Thursday 18 July 2013

Letting Go of the Black Sweater

We're having a garage sale on Saturday and, in preparation, I decided to go through the two wardrobe boxes languishing in our basement. Both were full of clothes I'd left down there when we moved a year and a half ago—clothes I wasn't sure I'd fit into, post-baby #2, as well as some seasonal items. As I was digging through one of the boxes, I found it: a black sweater with faux-fur panels down the front.

I bought that sweater two winters ago. That was the winter I was pregnant with baby #2. It was also the winter that my mother died.

There isn't anything special about that sweater. It's not a designer brand, it wasn't expensive; I'm pretty sure I bought it at H&M. But I bought that sweater because wearing it made me feel tough and edgy. Strong. And that was a time when I desperately needed strength.

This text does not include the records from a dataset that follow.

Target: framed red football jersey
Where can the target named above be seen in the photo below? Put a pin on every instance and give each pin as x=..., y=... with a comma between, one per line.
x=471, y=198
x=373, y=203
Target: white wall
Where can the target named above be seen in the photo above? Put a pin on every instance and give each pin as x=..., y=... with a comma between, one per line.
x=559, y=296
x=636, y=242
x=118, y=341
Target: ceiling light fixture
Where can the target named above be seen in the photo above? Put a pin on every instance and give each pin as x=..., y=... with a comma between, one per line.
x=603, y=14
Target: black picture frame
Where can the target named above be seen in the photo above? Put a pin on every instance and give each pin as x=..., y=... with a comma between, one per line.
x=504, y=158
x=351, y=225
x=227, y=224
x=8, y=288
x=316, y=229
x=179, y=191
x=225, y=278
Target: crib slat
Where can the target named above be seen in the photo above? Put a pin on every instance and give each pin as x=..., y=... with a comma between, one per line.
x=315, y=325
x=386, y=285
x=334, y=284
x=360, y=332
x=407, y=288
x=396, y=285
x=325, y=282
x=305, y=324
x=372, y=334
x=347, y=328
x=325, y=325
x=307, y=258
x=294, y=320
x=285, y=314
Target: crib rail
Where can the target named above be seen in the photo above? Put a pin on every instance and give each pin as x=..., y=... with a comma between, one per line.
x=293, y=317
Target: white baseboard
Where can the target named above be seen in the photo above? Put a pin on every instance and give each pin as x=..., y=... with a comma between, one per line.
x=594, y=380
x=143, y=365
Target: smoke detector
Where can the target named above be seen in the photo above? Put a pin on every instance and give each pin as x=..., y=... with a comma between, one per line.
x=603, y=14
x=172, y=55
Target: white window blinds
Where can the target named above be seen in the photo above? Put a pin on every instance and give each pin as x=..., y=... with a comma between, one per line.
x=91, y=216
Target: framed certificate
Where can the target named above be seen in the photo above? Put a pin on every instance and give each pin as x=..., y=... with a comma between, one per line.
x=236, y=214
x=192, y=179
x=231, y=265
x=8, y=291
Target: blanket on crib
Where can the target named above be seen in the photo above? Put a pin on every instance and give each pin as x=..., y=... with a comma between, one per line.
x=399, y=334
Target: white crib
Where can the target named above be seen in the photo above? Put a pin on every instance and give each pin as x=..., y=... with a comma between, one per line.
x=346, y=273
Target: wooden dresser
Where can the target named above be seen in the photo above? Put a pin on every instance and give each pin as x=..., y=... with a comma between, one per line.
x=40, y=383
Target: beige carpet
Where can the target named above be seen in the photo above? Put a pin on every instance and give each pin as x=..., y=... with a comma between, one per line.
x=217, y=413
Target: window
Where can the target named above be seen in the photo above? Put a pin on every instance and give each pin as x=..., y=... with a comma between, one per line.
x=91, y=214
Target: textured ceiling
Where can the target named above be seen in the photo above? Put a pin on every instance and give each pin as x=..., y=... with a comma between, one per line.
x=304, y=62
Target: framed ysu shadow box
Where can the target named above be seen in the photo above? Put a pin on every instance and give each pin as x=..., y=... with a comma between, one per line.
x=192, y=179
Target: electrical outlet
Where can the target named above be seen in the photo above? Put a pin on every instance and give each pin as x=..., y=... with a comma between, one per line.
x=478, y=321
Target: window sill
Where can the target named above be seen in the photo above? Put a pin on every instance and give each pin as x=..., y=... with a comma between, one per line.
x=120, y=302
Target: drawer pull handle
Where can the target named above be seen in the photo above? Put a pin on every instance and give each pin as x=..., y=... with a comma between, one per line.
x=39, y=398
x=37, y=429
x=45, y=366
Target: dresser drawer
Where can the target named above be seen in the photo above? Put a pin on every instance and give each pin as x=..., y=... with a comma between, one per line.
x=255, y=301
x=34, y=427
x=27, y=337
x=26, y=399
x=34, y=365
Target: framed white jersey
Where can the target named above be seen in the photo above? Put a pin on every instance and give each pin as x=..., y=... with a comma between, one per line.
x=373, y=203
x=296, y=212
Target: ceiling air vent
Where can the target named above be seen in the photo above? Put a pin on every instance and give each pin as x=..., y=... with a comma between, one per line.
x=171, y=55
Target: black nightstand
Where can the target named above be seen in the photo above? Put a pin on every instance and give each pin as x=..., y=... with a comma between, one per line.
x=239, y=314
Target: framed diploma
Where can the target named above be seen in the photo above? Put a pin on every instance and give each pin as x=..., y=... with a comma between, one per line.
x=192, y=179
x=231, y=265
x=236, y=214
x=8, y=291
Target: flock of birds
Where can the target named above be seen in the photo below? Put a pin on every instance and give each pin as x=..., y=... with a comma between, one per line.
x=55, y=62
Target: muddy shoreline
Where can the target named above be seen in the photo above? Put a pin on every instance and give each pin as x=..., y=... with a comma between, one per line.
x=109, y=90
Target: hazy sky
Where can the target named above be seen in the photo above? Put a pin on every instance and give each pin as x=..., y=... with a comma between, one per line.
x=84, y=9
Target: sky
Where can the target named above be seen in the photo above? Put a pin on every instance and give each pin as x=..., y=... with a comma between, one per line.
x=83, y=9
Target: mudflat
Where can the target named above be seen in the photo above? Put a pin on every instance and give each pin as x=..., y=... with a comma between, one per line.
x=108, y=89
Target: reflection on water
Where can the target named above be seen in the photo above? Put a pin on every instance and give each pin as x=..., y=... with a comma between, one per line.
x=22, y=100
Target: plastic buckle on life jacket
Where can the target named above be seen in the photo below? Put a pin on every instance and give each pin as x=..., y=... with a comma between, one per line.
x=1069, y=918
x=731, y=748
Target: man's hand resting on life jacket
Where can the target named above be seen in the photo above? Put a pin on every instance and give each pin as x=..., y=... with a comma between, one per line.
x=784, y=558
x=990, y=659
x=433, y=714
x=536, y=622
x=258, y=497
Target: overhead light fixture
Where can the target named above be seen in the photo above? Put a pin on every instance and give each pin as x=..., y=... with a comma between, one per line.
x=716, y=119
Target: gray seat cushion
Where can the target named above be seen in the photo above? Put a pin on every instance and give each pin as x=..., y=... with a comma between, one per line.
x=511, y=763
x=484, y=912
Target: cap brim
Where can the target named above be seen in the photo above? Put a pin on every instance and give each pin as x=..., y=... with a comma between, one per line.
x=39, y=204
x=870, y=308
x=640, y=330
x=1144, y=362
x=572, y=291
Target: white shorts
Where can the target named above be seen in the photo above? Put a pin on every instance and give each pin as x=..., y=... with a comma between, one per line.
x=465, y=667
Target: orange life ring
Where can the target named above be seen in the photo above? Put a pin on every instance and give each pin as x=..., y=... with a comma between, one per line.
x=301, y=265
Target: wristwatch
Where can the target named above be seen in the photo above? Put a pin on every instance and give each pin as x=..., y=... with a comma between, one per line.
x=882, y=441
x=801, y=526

I remember wearing that sweater to the hospice to visit my mom. It was January, and the weather was bitterly cold. We knew it was a matter of days, at that point, so my family took shifts: we'd sit at her bedside for a while, then drink tea in the hospice's kitchen or wander aimlessly down the nearby country roads. My mother was already so far gone that I wondered if she even knew we were there.

As she struggled for breath, I was struggling, too. Dealing with the nausea and fatigue of the first trimester, I also had to deal with the waves of sadness that crashed over me in the middle of the night. For me, those two events—my pregnancy with baby #2 and my mom's death—are forever intertwined. 

That sweater is a reminder of a particularly hard time in my life. But more importantly, it's a reminder that I got through it. And today, I no longer need that physical "armour" to feel strong.

 I am strong.

So I'll gladly put the black sweater out on Saturday with my other discarded clothes. I'm done with it now; someone else can have it. I hope it gives them the same strength it gave me.